A 66-year-old Des Moines grandmother will receive $100,000 from the Puget Sound Regional Fire Authority to settle a civil-rights lawsuit alleging she was wrongly investigated and charged with first-degree felony arson. The arson charge resulted from a 2016 fire in a Kent strip mall that leveled a Dollar Tree store and damaged two other businesses.
Linda Poplawski agreed to dismiss the lawsuit against the agency and Capt. Eric Pedersen, a 30-year-old veteran Kent City fire investigator whom the lawsuit claims “willfully withheld” evidence that could have linked the fire to a known gang member and convicted arsonist nicknamed “Coconut.” The day of the fire, Nov. 13, 2016, a witness called Kent police to say Coconut had admitted to starting the fire as a diversion when he thought he had been caught shoplifting at the store, located at 23406 Pacific Highway South.
According to court documents, Pedersen never followed up on the tip and withheld the existence of the possible suspect from both prosecutors and defense attorneys while he attempted to build an eyewitness-driven prosecution against Poplawski, a lifelong area resident who lived just blocks away and frequently shopped at the Kent Dollar Tree store. Poplawski has no criminal history and is disabled and on Social Security, according to the pleadings.
Efforts to contact Pedersen at the Puget Sound Regional Fire Authority were not successful. The agency’s public-information officer, Capt. Joe Root, confirmed Tuesday that Pedersen remains a “productive member of the regional fire authority who is in good standing.” He did not know whether Pedersen was disciplined over the investigation.
Poplawski became a target in the case after a newly hired store cashier told Pedersen that Poplawski had come into the store and complained loudly about there not being enough shopping carts, according to police records. The employee said Poplawski left and then returned to say she was going to burn the store down. Poplawski reportedly ventured into the store — where as many as 50 people were shopping — and then came out to say there was a fire in back. None of the other witnesses interviewed by defense investigators reported hearing Poplawski say anything about burning the store and nobody saw her set a fire.

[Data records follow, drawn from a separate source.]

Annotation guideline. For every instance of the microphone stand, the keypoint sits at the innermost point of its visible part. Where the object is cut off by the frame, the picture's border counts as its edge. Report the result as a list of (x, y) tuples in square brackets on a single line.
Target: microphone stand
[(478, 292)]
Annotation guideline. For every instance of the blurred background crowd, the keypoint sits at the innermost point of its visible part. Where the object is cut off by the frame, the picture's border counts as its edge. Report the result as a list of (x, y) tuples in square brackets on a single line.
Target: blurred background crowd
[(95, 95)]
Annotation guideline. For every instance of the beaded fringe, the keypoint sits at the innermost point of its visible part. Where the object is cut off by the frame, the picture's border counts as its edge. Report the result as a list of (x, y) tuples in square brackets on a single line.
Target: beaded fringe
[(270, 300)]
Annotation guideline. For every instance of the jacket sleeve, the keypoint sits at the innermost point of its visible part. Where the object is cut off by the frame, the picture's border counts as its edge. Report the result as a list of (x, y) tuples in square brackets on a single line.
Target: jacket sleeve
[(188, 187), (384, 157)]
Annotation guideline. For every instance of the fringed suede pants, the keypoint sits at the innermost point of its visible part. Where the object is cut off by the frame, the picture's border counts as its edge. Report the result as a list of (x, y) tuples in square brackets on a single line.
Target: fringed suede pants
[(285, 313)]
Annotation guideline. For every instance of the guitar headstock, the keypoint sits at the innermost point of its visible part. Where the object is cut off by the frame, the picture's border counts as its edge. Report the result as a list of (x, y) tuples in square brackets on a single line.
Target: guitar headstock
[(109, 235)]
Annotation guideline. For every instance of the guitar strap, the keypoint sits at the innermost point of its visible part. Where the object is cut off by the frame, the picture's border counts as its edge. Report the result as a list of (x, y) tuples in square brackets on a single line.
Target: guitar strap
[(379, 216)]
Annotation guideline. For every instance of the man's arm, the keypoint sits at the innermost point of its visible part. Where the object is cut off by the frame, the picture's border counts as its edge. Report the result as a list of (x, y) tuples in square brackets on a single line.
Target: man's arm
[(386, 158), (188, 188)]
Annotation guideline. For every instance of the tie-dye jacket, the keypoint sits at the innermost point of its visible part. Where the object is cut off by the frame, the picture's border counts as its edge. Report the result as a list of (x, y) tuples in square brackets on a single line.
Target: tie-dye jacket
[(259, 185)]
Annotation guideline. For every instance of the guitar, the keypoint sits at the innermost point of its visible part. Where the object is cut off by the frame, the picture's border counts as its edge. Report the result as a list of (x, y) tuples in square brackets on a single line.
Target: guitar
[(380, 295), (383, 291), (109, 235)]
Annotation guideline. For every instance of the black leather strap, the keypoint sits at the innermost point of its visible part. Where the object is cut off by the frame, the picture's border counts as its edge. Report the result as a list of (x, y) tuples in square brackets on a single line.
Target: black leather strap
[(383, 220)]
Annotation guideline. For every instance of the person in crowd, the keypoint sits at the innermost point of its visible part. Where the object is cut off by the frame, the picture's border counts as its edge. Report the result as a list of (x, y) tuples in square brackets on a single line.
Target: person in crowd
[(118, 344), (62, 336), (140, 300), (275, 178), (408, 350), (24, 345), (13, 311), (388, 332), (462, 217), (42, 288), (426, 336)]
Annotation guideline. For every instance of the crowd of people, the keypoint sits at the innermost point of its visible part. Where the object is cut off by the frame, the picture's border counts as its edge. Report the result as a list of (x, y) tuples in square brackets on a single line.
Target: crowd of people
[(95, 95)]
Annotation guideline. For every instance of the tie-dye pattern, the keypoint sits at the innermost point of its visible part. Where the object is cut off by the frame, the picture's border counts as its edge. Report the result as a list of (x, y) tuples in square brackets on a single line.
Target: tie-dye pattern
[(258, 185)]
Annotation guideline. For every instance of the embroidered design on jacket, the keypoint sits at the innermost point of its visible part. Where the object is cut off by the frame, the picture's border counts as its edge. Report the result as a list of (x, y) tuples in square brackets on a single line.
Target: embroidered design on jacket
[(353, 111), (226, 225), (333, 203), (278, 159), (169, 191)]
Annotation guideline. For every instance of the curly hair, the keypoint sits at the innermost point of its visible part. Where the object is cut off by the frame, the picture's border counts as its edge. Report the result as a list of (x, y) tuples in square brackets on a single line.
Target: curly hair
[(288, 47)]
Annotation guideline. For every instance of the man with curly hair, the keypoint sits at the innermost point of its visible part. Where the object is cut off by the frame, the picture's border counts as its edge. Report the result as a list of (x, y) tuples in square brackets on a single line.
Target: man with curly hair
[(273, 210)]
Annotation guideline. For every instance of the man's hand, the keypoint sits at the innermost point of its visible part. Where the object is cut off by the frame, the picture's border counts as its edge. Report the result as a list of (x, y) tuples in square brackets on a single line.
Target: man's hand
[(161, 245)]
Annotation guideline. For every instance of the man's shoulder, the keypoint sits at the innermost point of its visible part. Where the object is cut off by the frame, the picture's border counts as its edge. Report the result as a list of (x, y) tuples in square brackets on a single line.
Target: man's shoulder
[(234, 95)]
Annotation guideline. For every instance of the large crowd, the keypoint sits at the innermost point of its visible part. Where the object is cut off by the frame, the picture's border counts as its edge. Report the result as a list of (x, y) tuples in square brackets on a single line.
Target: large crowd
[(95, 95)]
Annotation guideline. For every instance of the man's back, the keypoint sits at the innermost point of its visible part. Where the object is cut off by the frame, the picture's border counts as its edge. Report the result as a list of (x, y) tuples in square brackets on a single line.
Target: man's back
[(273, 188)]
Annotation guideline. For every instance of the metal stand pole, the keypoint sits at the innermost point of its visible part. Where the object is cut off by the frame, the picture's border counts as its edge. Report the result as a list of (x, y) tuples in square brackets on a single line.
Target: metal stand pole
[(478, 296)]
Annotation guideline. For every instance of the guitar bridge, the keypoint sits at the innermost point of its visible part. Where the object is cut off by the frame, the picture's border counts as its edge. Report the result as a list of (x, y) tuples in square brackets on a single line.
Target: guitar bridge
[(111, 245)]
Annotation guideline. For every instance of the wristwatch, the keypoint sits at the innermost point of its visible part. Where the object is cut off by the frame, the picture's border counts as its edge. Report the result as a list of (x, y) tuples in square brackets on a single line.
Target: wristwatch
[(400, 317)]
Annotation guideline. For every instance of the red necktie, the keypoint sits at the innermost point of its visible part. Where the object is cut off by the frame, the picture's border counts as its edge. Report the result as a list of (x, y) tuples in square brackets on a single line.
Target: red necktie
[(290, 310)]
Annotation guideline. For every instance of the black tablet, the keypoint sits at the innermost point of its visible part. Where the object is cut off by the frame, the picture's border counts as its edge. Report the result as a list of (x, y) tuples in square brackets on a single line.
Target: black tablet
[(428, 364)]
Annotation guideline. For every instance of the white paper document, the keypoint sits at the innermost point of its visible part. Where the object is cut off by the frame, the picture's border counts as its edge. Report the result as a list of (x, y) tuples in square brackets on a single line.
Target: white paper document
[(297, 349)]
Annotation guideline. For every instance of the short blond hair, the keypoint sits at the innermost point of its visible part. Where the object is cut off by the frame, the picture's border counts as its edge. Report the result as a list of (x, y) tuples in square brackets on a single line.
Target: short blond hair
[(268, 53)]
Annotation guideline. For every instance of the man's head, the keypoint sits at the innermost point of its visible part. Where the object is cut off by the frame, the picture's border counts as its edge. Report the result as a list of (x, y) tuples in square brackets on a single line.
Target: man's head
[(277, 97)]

Other employees would later tell defense investigators that Poplawski was one of many customers who routinely complained about the dearth of Dollar Tree shopping carts, but that she was well known in the store among veteran workers and was considered a good customer, according to the lawsuit. Indeed, police records show that Poplawski was among the first people to report the fire to 911 emergency dispatch, using a cellphone borrowed from a Dollar Tree employee.
According to the lawsuit, Pedersen did not attempt to confirm the cashier’s story with other customers or workers and quickly dismissed the report taken by another Kent officer that the purported gang member known as “Coconut” had possibly been seen by others in and around the store before and immediately after the fire started. According to court documents, that individual has 11 felony convictions, including a prior first-degree arson. He has not been charged in connection with the Dollar Tree fire.
Prosecutors charged Poplawski three days after the fire, on Nov. 16, 2016, based on Pedersen’s investigation. The charges were dismissed on a motion by prosecutors in August 2017 after Poplawski’s criminal attorney, public defender Brian Beattie, turned up two follow-up reports — including the one about the second possible suspect — that had not been provided to the defense, in likely violation of the requirements of Brady vs. Maryland, a landmark 1963 ruling by the United States Supreme Court that requires the prosecution to turn over all evidence that might exonerate a defendant to the defense.
Beattie obtained the records only after serving a subpoena on the Kent Police Department just days before the trial in King County Superior Court was scheduled to convene, according to the court file. Much of that time Poplawski spent in custody, said her civil attorney, Christopher Carney.
Poplawski declined an interview. Carney said she avoided being convicted of a crime she did not commit only because, “Luckily, Ms. Poplawski had a skilled and tenacious defense team, who left no stone unturned.”
“The investigator in this case failed to hand over critical evidence that showed that someone else was responsible for the fire,” he said. “Once the evidence was finally handed over, the prosecutor promptly dismissed the case, but only after Ms. Poplawski endured months of fear and undeserved loss of her freedom.”